Charlotte Mecklenburg Library Prepares for Greater Than 50% Budget Cut
Most branches could close, with regional libraries remaining open
Norman Oder -- Library Journal, 04/16/2010
- Library recently absorbed mid-year cut
- Three scenarios for FY11
- Budget will be decided in June
Next year may be much, much tougher for the Charlotte Mecklenburg Library, NC, which could see its budget cut by more than half, losing $17 million of $31 million and necessitating massive closures and cuts in service.
Last month, faced with cutting $2 million from its budget within the last three months of the current fiscal year, the library partly dodged a bullet. It initially planned to lay off at least 140 employees, resulting in the closing of at least 12 out of 24 library locations; that ultimately led to the loss of 84 positions, with hours and services cut, but no closings.
A $17 million cut
Now the library is preparing to meet the $17 million budget reduction target for FY 11 from Mecklenburg County, which supplies about 93 percent of its operating funds. All scenarios would result in layoffs of 170 to 230 staffers, leaving from 27 percent to 35 percent of the workforce compared to July 2008, two years earlier.

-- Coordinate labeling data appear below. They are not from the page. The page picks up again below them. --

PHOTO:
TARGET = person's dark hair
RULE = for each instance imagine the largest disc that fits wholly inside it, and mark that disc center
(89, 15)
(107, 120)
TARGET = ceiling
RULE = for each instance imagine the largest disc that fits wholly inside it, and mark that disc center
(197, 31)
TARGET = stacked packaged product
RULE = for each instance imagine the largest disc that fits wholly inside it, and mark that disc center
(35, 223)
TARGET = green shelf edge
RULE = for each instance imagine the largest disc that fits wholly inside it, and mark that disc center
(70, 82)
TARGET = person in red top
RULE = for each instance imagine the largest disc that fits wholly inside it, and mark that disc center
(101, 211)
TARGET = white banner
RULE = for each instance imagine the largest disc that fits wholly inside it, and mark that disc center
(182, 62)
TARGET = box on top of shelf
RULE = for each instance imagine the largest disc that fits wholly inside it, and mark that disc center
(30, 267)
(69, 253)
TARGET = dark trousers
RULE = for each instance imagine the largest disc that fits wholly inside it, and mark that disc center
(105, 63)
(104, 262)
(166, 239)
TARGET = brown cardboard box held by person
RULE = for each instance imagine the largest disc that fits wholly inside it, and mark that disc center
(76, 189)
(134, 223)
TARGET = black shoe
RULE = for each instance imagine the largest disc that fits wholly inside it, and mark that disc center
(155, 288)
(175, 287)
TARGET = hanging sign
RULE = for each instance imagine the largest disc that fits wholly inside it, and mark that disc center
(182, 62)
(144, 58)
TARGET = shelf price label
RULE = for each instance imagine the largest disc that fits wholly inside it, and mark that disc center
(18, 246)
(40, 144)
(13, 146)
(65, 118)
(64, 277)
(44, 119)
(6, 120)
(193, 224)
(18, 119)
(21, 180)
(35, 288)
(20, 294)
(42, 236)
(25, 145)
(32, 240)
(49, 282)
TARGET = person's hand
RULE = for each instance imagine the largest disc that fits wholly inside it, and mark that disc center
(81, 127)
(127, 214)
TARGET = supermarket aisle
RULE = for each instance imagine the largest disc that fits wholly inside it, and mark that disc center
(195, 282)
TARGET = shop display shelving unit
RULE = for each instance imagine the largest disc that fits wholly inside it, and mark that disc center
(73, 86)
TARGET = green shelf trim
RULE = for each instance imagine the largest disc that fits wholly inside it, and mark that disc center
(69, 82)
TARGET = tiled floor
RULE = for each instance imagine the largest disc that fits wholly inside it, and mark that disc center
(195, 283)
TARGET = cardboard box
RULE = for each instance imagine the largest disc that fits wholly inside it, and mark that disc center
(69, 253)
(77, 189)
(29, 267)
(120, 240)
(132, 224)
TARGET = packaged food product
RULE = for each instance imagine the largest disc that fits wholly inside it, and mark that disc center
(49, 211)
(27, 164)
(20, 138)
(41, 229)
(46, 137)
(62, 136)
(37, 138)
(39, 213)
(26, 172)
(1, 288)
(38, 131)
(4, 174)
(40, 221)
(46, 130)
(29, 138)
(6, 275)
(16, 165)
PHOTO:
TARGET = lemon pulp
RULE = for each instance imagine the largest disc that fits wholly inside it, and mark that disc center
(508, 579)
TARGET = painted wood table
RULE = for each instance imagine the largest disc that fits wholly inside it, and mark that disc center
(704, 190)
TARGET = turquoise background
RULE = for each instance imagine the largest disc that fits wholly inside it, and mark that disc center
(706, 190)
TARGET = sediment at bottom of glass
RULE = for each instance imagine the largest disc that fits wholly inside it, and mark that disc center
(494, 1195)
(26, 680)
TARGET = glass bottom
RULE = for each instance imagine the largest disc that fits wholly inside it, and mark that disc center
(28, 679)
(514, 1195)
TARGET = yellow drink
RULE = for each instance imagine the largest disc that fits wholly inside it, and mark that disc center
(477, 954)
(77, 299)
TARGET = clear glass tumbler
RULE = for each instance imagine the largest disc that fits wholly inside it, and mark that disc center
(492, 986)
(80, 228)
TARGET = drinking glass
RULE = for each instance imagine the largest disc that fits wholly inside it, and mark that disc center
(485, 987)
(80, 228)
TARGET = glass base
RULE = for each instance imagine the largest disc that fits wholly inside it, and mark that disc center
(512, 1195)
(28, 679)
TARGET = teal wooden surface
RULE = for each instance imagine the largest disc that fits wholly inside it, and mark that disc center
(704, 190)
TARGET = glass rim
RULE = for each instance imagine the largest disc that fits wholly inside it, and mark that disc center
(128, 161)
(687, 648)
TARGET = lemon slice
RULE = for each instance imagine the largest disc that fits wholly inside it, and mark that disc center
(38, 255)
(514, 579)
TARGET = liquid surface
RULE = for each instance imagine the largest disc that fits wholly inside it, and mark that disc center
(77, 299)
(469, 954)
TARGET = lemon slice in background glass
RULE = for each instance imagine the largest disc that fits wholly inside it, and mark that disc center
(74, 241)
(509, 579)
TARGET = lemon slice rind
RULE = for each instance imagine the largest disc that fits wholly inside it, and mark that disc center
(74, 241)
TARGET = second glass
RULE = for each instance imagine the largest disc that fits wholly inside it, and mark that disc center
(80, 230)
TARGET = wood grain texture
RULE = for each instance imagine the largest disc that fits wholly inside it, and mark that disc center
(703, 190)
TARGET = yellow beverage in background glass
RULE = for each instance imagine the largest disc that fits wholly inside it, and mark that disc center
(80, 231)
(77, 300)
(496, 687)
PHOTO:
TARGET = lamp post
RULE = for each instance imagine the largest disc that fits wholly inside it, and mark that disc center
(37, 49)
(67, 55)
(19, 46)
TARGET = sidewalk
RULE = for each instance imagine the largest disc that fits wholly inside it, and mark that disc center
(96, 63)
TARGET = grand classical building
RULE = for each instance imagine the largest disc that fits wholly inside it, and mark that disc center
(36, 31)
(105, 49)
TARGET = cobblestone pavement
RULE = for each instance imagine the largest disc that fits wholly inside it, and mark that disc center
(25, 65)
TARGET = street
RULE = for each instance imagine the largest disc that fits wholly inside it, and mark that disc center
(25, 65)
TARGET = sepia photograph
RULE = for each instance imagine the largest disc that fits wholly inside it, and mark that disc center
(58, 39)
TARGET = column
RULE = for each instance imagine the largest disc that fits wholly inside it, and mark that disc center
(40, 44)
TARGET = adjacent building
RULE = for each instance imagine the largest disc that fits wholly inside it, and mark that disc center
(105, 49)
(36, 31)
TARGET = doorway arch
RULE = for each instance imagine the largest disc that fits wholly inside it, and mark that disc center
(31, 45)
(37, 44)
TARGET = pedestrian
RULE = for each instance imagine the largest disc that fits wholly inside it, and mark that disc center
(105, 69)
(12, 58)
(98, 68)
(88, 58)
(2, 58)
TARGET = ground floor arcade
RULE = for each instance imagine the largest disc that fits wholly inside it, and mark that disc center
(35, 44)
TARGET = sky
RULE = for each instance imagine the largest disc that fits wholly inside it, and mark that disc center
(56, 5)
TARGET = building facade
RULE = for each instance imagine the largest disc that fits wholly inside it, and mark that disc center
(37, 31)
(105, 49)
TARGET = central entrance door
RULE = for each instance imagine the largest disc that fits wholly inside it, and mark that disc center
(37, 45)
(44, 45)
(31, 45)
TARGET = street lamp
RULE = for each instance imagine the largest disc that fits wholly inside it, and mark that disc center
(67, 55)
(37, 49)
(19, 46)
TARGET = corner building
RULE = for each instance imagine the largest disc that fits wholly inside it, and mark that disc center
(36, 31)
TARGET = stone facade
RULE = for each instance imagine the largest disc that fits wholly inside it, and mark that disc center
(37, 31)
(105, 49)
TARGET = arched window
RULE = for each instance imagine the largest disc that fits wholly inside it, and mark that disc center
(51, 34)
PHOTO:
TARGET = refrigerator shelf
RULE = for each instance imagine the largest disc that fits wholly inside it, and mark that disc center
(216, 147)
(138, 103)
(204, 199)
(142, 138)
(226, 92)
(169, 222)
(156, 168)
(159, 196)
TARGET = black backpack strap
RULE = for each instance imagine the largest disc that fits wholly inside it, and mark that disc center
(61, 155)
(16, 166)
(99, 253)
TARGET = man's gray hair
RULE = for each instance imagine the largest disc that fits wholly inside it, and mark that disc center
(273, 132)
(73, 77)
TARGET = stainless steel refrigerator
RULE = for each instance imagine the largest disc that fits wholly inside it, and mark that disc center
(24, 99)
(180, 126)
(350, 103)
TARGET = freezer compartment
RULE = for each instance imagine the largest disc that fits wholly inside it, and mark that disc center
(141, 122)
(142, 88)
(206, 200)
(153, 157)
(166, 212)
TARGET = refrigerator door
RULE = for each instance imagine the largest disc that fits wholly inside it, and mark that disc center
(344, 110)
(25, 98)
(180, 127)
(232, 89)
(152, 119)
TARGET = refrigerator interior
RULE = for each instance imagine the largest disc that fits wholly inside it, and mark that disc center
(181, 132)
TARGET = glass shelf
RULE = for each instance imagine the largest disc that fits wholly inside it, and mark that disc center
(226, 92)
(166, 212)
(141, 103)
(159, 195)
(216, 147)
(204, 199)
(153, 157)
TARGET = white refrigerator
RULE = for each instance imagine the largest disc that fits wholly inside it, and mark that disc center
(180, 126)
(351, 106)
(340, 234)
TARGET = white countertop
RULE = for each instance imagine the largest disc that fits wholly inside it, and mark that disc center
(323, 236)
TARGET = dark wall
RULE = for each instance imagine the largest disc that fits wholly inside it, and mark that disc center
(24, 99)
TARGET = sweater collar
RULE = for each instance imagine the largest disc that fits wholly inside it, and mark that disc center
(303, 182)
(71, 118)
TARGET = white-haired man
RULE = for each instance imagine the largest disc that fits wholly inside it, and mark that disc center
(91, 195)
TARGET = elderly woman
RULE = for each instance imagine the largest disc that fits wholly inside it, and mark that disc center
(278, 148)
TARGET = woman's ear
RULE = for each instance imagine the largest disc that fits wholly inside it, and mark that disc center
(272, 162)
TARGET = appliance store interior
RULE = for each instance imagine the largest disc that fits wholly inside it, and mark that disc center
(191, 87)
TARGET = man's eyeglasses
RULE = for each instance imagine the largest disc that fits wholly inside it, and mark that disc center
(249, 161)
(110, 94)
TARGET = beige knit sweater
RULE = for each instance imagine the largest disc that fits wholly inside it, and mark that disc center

In one scenario, most libraries would remain open, but with very limited hours. In another, as many as 16 of the current 24 libraries would close, based on criteria to be applied after study of usage and location. In a third, 16 community libraries would close, leaving six regional libraries, along with ImaginOn and the Main Library.
The last scenario appears to be the recommendation by the library administration, which states that "this option provides a stronger starting place from which to rebuild the system should the economy recover," as well as more books, computers, and other services. (Here's the slide presentation.)
Lasting pain possible
The slide presentation notes that not everything can be quantified, such as the library's role as a center for children or assistance in employment. Moreover, the cuts could cause enormous institutional damage to the system, taking a generation to rebuild.
Expect much discussion and protest before the budget is resolved. The library board will vote in June, following Mecklenburg County’s adoption of the FY11 budget.